Germanicus gab sich zwar ordentlich Mühe, aber durchschlagende Erfolge erzielte er trotz des Einsatzes von 8 Legionen nicht. Arminius konnte es sich sogar leisten, nebenher auch noch mit Marbod Krieg zu führen. Die Schlachten von Idistaviso und am Angrivarierwall stellten die Römer selbst nicht als entscheidende Siege dar, sodass man wohl spekulieren kann, dass sie in Wahrheit wohl überhaupt eher unentschieden endeten. Germanicus errang zwar noch einige Erfolge und konnte auch Arminius' Frau gefangen nehmen, aber zuletzt musste er den Krieg auf Befehl von Tiberius einstellen. Der Preis war einfach zu hoch.

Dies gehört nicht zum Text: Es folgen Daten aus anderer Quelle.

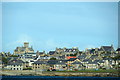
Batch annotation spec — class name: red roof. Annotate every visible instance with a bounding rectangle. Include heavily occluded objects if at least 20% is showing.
[66,56,76,59]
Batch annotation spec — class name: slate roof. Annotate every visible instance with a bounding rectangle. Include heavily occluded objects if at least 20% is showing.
[49,51,55,55]
[8,60,25,65]
[101,46,114,51]
[116,48,120,51]
[72,61,82,65]
[47,60,58,64]
[33,61,47,64]
[78,54,86,59]
[88,61,97,64]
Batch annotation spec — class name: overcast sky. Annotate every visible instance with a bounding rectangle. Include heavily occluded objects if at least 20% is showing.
[2,2,118,52]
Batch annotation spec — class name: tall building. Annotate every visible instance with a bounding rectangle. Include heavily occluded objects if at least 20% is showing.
[14,42,34,55]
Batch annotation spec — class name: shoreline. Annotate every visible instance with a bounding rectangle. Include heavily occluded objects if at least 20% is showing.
[1,70,120,77]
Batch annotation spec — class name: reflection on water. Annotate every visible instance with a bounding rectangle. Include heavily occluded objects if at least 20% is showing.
[2,76,120,80]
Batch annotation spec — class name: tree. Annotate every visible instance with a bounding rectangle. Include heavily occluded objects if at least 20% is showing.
[50,57,56,60]
[2,57,8,64]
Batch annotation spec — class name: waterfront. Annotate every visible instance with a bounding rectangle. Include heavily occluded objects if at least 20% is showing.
[2,76,120,80]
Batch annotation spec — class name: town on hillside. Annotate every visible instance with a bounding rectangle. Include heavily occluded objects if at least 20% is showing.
[0,42,120,71]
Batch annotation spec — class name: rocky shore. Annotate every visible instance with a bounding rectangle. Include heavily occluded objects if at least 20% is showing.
[1,70,119,77]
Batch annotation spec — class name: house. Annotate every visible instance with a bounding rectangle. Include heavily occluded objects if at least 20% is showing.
[32,61,49,71]
[54,60,67,71]
[19,53,36,62]
[14,42,34,55]
[6,60,24,70]
[116,48,120,54]
[72,61,83,70]
[100,45,115,53]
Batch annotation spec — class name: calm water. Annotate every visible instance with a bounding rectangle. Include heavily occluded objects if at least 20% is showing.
[2,76,120,80]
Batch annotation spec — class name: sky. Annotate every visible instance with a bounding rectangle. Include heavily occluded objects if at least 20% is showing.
[2,2,118,53]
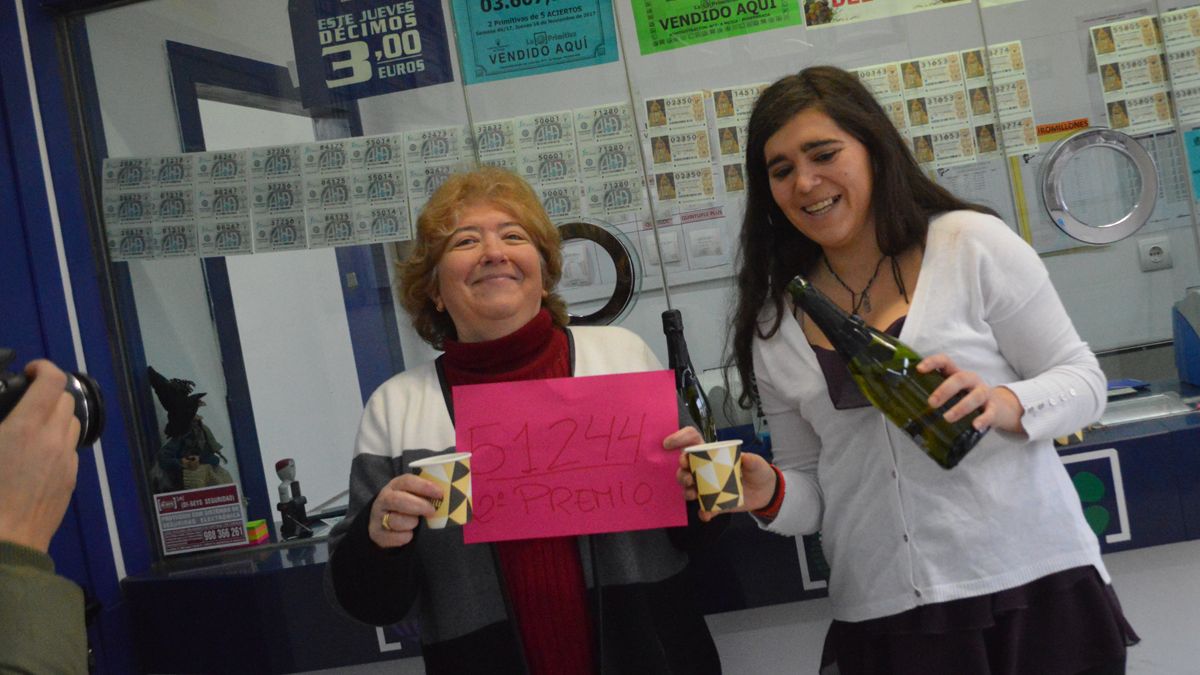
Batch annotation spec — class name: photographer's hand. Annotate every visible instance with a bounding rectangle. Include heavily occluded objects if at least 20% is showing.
[0,360,79,552]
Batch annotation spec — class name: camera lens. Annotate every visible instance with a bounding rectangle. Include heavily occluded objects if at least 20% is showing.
[67,372,104,448]
[0,348,104,448]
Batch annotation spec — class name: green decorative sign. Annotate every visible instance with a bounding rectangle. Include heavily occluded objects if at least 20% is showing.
[632,0,804,54]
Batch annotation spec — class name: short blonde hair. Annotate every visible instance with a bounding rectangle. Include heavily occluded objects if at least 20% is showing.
[397,167,568,350]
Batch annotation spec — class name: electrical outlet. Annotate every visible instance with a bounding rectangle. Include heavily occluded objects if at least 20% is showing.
[1138,237,1174,271]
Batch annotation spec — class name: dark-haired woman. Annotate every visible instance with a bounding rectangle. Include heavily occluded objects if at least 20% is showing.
[678,67,1136,674]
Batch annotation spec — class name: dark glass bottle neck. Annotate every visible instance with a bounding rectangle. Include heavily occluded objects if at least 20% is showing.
[787,276,874,360]
[662,310,691,374]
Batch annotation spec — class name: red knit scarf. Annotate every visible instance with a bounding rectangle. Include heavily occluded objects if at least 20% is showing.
[442,309,594,674]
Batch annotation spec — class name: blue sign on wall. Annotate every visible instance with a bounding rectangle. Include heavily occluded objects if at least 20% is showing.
[454,0,617,84]
[288,0,454,108]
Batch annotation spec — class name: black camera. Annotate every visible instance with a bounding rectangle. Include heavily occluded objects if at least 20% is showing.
[0,348,104,448]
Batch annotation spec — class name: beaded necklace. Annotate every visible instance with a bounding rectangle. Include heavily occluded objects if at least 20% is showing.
[821,253,890,316]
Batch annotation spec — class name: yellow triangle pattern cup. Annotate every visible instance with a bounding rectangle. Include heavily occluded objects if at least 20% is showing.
[408,453,470,530]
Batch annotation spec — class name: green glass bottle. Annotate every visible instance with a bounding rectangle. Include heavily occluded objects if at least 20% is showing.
[787,276,988,468]
[662,310,716,443]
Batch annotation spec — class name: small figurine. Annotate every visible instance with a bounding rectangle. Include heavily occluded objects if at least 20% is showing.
[146,368,233,494]
[275,458,312,539]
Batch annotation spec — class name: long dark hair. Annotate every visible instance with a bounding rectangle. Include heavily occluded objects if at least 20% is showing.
[726,66,995,407]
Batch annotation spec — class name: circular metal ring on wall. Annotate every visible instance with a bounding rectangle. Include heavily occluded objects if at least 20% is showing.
[558,220,642,325]
[1042,129,1158,244]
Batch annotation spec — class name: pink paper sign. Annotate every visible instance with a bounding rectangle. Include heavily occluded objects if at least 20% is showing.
[454,370,688,544]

Noch ein paar Worte zu den angeblichen Siegen des Germanicus bei Idistaviso und am Angrivarierwall, über die Tacitus berichtet:
Tacitus halte ich nicht für uneingeschränkt glaubwürdig. In der modernen Forschung wird mitunter überhaupt angezweifelt, ob die Schlachten bei Idistaviso und am Angrivarierwall überhaupt richtig große Schlachten waren oder nicht doch eher kleinere Gefechte, die von der römischen Propaganda aufgebauscht wurden, um sie als Rache für die Varusschlacht betrachten zu können.
Ich persönlich habe da auch so meine Zweifel, denn es wäre ja ziemlich idiotisch von Arminius gewesen, sich zweimal zur offenen Feldschlacht zu stellen, obwohl seine Stärke gegen die Römer doch eher in Hinterhalten und Guerillataktiken lag. Die Römer hätten auch gar keine Möglichkeit gehabt, ihn zur Schlacht zu zwingen, da es in Germanien ja keine Städte gab, die sie belagern und dadurch Arminius zu einer Entsatzschlacht zwingen hätten können.
Doch gehen wir einmal davon aus, die Schlachten fanden tatsächlich so statt wie Tacitus sie beschreibt, so bleibt immer noch der Umstand, dass Arminius durch sie nicht nachhaltig geschwächt wurde. Immerhin konnte er kurz darauf gegen Marbod immer noch ein großes Heer aufstellen.